PLoS One. 2013 Aug 16;8(8):e69932. doi: 10.1371/journal.pone.0069932. eCollection 2013.
We aimed to mine the data in the Electronic Medical Record to automatically discover patients' Rheumatoid Arthritis disease activity at discrete rheumatology clinic visits. We cast the problem as a document classification task where the feature space includes concepts from the clinical narrative and lab values as stored in the Electronic Medical Record.
The Training Set consisted of 2792 clinical notes and associated lab values. Test Set 1 included 1749 clinical notes and associated lab values. Test Set 2 included 344 clinical notes for which there were no associated lab values. The Apache clinical Text Analysis and Knowledge Extraction System was used to analyze the text and transform it into informative features to be combined with relevant lab values.
Experiments over a range of machine learning algorithms and features were conducted. The best performing combination was linear kernel Support Vector Machines with Unified Medical Language System Concept Unique Identifier features with feature selection and lab values. The Area Under the Receiver Operating Characteristic Curve (AUC) is 0.831 (σ = 0.0317), statistically significant as compared to two baselines (AUC = 0.758, σ = 0.0291). Algorithms demonstrated superior performance on cases clinically defined as extreme categories of disease activity (Remission and High) compared to those defined as intermediate categories (Moderate and Low) and included laboratory data on inflammatory markers.
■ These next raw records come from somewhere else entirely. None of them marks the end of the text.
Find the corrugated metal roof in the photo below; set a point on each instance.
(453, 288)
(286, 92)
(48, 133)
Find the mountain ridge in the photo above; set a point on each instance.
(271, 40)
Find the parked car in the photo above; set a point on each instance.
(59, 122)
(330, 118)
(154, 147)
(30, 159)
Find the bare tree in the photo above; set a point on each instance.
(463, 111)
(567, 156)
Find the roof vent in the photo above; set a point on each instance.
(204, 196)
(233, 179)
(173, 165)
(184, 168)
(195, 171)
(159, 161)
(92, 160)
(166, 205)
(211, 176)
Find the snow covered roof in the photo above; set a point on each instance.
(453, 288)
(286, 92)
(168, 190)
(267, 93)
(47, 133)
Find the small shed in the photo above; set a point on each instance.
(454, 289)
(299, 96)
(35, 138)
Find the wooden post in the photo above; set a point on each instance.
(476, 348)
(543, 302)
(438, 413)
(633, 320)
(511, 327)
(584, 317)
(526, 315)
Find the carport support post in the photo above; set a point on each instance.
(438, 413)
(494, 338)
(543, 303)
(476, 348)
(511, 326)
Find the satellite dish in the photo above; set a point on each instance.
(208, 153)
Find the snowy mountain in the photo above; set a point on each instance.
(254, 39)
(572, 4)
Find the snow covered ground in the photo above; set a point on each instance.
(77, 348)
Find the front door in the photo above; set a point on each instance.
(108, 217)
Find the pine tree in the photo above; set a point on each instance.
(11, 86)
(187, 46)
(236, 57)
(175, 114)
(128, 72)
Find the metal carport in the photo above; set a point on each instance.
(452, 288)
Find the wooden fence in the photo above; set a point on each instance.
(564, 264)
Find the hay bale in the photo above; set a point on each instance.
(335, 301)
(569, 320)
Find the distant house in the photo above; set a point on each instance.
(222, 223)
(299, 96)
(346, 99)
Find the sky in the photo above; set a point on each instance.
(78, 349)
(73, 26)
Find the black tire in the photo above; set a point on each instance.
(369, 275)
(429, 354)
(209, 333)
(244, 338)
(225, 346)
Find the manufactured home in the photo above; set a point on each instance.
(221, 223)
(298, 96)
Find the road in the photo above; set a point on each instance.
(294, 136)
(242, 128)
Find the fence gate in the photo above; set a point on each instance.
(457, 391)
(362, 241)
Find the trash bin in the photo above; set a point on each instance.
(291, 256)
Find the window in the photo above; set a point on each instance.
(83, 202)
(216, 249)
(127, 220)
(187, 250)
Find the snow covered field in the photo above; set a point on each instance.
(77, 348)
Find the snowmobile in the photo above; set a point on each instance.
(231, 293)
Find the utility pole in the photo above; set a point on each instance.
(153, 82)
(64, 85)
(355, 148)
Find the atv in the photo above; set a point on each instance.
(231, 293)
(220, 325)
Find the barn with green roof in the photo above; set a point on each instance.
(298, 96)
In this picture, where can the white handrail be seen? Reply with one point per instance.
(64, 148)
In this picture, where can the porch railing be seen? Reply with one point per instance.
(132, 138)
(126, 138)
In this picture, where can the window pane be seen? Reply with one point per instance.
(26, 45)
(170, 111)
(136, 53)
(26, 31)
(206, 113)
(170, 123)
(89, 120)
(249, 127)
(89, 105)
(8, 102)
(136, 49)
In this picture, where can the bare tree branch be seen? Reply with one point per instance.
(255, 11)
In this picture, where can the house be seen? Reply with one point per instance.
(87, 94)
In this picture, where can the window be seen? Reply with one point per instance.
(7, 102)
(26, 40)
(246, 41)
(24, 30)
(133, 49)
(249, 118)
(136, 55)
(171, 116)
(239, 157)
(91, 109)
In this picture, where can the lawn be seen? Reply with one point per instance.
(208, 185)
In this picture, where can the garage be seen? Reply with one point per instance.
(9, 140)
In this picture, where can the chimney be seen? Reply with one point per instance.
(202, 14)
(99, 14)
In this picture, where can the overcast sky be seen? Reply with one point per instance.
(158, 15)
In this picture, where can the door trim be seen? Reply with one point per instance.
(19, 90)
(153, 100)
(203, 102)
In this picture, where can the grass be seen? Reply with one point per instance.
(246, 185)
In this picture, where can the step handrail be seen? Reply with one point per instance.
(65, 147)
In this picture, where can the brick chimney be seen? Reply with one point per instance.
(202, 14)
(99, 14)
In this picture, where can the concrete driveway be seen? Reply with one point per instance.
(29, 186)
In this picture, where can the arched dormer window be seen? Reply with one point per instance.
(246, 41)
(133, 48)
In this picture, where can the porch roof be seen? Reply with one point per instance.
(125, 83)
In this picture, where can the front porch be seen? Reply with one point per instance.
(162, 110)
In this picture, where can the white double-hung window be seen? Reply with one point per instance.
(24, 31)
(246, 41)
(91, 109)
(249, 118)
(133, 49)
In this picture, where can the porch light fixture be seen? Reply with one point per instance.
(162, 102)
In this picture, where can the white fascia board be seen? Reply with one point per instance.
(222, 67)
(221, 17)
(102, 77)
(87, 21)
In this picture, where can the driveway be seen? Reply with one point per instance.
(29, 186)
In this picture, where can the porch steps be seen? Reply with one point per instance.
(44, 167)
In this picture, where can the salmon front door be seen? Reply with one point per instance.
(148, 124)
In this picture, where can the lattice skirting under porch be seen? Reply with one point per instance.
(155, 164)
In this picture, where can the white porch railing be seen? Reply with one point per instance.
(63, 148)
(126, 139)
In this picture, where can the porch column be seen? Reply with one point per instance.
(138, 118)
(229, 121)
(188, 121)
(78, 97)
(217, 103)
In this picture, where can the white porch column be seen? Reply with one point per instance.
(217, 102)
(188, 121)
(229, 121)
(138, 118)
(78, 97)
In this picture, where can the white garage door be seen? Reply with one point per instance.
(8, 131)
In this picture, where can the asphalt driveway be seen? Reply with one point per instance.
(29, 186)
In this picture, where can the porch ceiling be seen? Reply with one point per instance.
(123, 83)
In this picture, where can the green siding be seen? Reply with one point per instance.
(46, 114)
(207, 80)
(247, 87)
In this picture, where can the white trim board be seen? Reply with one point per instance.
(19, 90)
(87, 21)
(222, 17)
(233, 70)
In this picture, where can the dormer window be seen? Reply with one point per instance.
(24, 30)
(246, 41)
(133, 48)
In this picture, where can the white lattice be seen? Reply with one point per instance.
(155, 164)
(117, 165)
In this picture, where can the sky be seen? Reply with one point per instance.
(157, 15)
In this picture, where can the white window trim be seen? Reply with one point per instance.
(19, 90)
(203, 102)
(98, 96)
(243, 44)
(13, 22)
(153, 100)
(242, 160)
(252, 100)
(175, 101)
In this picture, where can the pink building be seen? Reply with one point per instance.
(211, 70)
Automatic Rheumatoid Arthritis disease activity discovery from Electronic Medical Record data is a learnable task approximating human performance. As a result, this approach might have several research applications, such as the identification of patients for genome-wide pharmacogenetic studies that require large sample sizes with precise definitions of disease activity and response to therapies.
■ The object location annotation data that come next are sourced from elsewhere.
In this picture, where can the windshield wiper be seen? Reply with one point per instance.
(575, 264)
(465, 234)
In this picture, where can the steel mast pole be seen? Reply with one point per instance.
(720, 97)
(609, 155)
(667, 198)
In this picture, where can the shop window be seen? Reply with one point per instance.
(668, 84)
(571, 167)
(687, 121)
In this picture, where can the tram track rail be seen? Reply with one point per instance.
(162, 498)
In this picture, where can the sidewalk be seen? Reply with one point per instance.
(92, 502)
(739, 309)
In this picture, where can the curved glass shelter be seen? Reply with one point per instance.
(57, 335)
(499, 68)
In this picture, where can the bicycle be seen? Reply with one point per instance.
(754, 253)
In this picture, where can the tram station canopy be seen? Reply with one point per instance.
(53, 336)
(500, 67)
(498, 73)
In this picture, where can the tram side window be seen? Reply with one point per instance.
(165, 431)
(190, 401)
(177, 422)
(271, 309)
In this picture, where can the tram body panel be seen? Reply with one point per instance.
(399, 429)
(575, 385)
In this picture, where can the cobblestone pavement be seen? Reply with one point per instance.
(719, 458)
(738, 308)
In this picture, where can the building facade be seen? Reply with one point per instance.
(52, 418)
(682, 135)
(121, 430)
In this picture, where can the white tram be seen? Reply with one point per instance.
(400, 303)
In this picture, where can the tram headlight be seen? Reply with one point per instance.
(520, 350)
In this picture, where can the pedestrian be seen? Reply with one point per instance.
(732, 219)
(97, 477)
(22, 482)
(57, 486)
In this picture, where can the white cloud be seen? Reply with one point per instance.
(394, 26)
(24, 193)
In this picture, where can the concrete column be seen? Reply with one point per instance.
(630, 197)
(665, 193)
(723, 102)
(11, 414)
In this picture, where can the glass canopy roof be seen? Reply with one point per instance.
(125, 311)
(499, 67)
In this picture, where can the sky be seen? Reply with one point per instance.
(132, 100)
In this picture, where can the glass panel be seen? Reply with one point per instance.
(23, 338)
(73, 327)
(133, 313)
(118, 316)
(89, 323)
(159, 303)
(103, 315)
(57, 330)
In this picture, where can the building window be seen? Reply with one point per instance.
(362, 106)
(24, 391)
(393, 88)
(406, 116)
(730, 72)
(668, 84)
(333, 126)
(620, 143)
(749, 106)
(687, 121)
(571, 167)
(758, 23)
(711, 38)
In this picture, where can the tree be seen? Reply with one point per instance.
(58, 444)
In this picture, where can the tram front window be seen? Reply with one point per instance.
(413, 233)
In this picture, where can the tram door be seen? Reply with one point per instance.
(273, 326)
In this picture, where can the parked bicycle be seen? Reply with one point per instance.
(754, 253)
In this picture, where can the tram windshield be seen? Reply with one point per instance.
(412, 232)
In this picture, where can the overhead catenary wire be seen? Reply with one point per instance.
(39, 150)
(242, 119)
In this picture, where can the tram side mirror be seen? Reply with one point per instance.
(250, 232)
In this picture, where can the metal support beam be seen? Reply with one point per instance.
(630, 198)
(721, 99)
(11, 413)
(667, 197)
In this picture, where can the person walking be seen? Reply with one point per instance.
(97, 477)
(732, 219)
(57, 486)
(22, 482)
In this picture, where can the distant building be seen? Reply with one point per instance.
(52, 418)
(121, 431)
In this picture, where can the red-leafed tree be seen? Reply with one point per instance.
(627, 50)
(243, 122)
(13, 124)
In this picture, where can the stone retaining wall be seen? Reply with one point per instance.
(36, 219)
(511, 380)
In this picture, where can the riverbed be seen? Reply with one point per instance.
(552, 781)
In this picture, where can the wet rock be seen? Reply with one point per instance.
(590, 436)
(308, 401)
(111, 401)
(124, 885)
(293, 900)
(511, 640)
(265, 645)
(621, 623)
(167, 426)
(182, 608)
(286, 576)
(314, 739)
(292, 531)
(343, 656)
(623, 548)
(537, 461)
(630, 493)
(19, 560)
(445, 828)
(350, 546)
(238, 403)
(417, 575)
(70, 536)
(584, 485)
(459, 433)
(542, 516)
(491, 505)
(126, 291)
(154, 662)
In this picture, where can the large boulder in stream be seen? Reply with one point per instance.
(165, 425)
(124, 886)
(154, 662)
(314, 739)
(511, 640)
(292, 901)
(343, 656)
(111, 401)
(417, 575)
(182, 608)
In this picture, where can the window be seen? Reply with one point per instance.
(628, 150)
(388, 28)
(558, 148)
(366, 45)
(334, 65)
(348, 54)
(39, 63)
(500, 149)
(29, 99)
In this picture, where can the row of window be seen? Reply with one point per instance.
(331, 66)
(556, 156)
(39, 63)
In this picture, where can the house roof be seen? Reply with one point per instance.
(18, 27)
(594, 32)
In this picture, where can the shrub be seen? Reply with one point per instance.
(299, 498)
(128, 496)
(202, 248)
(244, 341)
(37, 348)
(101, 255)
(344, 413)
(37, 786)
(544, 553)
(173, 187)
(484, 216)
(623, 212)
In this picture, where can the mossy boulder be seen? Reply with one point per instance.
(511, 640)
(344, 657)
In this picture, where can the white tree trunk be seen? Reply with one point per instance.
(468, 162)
我们旨在从电子病历数据中自动发现离散风湿病就诊时患者的类风湿关节炎疾病活动情况。我们将该问题建模为文档分类任务,其特征空间包括存储在电子病历中的临床叙述和实验室值中的概念。
训练集包含 2792 份临床记录和相关实验室值。测试集 1 包含 1749 份临床记录和相关实验室值。测试集 2 包含 344 份无相关实验室值的临床记录。Apache 临床文本分析和知识提取系统用于分析文本并将其转换为有意义的特征,以与相关实验室值相结合。
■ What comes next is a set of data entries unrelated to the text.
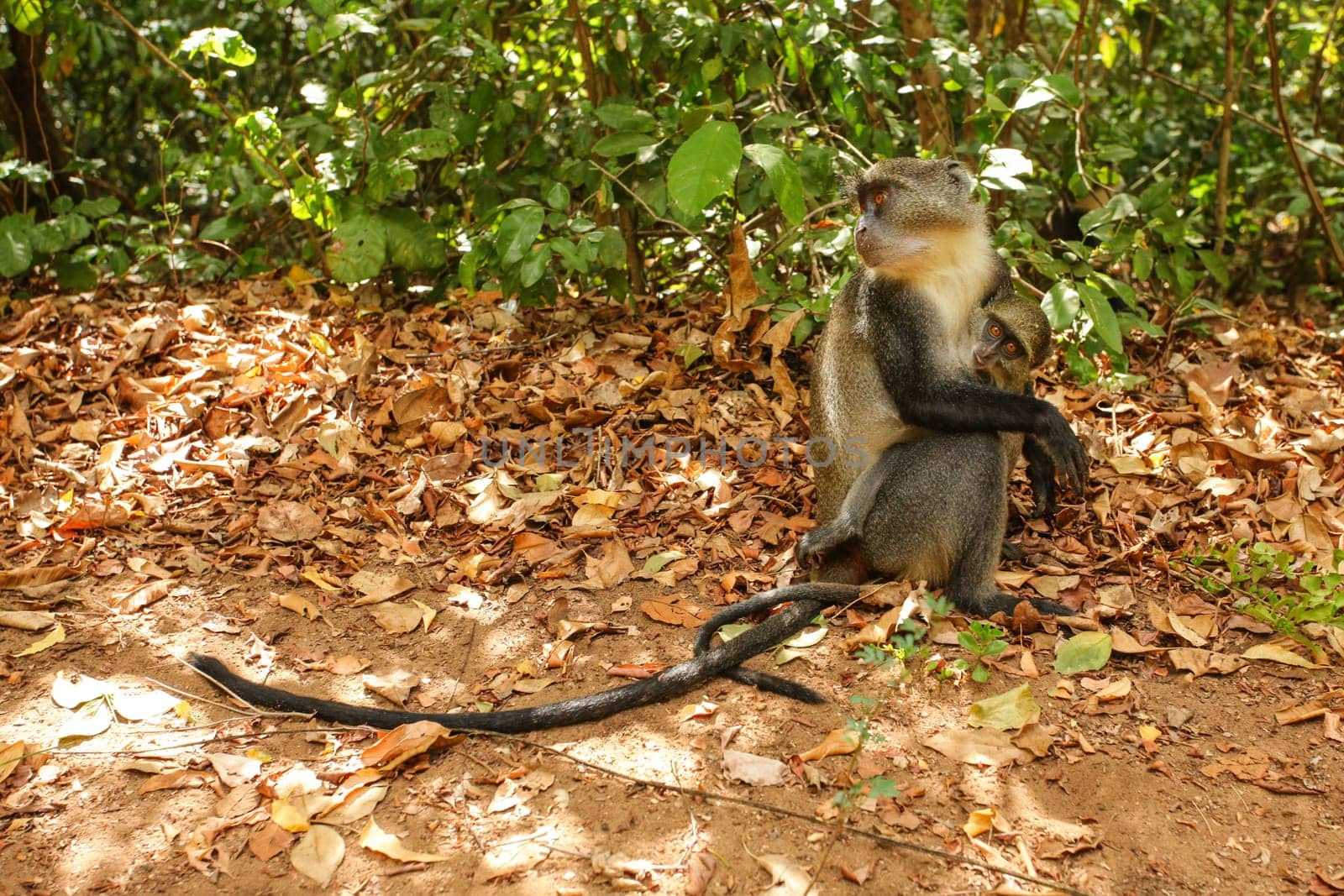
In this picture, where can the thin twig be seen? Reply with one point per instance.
(679, 226)
(1305, 176)
(1243, 116)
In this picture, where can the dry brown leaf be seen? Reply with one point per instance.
(319, 853)
(27, 620)
(295, 602)
(1203, 663)
(750, 768)
(396, 617)
(675, 611)
(508, 859)
(840, 741)
(396, 687)
(269, 841)
(979, 747)
(288, 521)
(10, 757)
(50, 640)
(405, 743)
(380, 841)
(376, 587)
(1310, 708)
(1274, 653)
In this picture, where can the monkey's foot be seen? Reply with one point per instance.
(822, 540)
(1005, 602)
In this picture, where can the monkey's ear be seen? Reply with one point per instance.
(960, 175)
(848, 183)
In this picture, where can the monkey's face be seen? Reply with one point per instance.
(913, 214)
(999, 356)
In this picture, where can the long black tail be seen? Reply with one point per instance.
(827, 594)
(808, 600)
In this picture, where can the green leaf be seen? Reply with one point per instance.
(1215, 265)
(1007, 711)
(1102, 317)
(467, 273)
(622, 144)
(705, 165)
(558, 196)
(15, 244)
(1034, 96)
(1142, 262)
(24, 15)
(1106, 47)
(100, 207)
(427, 143)
(1085, 652)
(1065, 87)
(534, 265)
(517, 233)
(413, 244)
(71, 275)
(785, 181)
(221, 43)
(1003, 170)
(620, 116)
(1061, 305)
(360, 249)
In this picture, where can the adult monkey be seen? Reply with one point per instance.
(891, 362)
(897, 336)
(890, 371)
(917, 506)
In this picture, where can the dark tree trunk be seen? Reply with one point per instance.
(26, 113)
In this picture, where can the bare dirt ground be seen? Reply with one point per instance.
(154, 457)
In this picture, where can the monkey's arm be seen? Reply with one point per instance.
(820, 597)
(1041, 472)
(669, 683)
(848, 523)
(929, 396)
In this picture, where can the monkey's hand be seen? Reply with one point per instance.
(1065, 448)
(1041, 472)
(822, 540)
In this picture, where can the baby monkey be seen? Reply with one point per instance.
(1014, 340)
(938, 490)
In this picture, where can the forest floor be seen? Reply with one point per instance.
(293, 481)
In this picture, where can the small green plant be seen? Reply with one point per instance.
(860, 731)
(983, 640)
(1274, 586)
(900, 652)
对一系列机器学习算法和特征进行了实验。表现最佳的组合是带有统一医学语言系统概念唯一标识符特征的线性核支持向量机,并结合特征选择和实验室值。接收者操作特征曲线下的面积(AUC)为 0.831(σ=0.0317),与两个基线(AUC=0.758,σ=0.0291)相比具有统计学意义。与定义为中间类别(中度和低度)的病例相比,算法在临床定义为疾病活动极端类别的病例(缓解和高度)上表现出更好的性能,并且包括炎症标志物的实验室数据。
从电子病历数据中自动发现类风湿关节炎疾病活动是一项可学习的任务,可近似于人类表现。因此,这种方法可能具有几个研究应用,例如需要具有疾病活动和对治疗反应的精确定义的大样本量的全基因组药物遗传学研究中患者的识别。